Medicines - Enforcement Group
The Enforcement Group at the MHRA comprises of an Intelligence, Investigations, Prosecutions and Support unit of 44 staff based in London, Welwyn Garden City and York.
The Group has responsibility for the investigation of breaches of the medicines act and associated legislation, including the MHRA response to counterfeit medicines available through the regulated and unregulated supply chain.
Enforcement Group staff have statutory powers under the Medicines Act 1968 to enter business and private property in the furtherance of their duties and seize articles suspected of being concerned in breaches of the act and associated legislation.

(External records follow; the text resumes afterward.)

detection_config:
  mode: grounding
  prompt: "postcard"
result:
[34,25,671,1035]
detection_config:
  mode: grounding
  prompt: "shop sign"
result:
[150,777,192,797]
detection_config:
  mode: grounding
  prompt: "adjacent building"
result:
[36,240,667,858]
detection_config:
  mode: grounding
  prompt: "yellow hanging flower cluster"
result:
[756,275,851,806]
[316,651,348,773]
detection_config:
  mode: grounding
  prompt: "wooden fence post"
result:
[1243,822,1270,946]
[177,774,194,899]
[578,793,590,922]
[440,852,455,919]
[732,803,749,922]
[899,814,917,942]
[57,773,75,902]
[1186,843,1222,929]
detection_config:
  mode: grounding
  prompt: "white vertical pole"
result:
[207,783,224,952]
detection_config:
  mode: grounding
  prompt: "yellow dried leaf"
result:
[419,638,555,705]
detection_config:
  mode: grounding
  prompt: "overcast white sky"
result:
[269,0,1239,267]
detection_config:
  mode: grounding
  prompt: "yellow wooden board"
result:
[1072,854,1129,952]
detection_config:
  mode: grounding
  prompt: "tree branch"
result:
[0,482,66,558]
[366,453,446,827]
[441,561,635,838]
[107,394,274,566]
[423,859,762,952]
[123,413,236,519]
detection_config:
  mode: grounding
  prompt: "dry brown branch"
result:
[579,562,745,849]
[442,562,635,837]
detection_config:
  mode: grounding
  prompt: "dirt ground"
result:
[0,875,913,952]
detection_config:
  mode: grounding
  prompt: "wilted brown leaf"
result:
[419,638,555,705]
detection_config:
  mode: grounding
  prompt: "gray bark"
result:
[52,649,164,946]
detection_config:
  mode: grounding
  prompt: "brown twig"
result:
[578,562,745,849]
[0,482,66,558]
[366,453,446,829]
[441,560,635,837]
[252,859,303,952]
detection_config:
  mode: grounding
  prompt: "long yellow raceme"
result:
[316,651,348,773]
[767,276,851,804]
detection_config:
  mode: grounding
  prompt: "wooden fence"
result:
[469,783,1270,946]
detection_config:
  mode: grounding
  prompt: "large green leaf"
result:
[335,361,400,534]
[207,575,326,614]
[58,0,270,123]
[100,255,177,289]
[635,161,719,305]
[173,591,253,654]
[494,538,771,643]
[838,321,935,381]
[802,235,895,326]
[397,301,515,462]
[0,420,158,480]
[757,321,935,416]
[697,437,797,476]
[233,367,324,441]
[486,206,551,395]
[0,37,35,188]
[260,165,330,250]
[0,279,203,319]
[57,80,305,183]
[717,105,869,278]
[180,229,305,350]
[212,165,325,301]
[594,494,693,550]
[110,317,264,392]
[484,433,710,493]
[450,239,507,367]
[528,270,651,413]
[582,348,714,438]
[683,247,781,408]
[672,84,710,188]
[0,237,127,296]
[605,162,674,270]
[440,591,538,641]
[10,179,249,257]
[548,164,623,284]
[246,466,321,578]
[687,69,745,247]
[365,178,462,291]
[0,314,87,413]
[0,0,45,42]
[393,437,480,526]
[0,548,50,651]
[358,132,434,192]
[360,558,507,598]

The Group conduct investigations in accordance with all relevant legislation and submit recommendations for prosecution to Crown Prosecution Service solicitors.
The MHRA are usually engaged in approximately 30 prosecutions at any one time for a range of offences, in addition to this the Agency provide support to the Police for any prosecutions they are conducting which also include breaches of the Medicines Act.
Prosecutions can range from cases relating to illegal advertising or sale of unlicensed products heard at Magistrates Courts, through to large Crown court trials concerning global conspiracies to supply counterfeit medicines.
Investigations concerning counterfeit medicine are usually complex, involving networks of companies and bank accounts, often overseas. The individuals concerned have a thorough knowledge of the markets and different countries supply arrangements, procedures and laws. They will often try to exploit perceived weaknesses in supply chain arrangements. The extent of this type of criminal activity is serious and these types of cases are invariably referred to CPS solicitors recommending prosecution .
The MHRA has had to adapt to this rising challenge. The Enforcement and Intelligence group now employs specialists in conducting International investigations, financial investigations, crime analysts, internet investigators, disclosure officers, test purchasers, and specialists in the use of the Regulation of Investigatory Powers Act 2000.
The Enforcement Group principally rely upon the offences contained within the Medicines Act 1968, these carry a maximum two year sentence and/or unlimited fine. Cases involving counterfeit medicines are also prosecuted using the Trademarks Act 1994 carrying a maximum sentence of 10 years imprisonment and the Proceeds of Crime Act 2002 with a maximum sentence of 14 years. Consideration will now be given to using the Fraud Act 2006 for these types of cases. Civil injunctions have also been relied upon where appropriate.
Are medicines likely to be counterfeit if the labelling and instructions are in a foreign language?
This would not be an indicator in itself. Although medicinal products may carry labelling in the language of the source country, they must have an English patient information leaflet and English packaging or overlabelling. Many legitimate medicines are sourced outside the UK, often from other countries in Europe.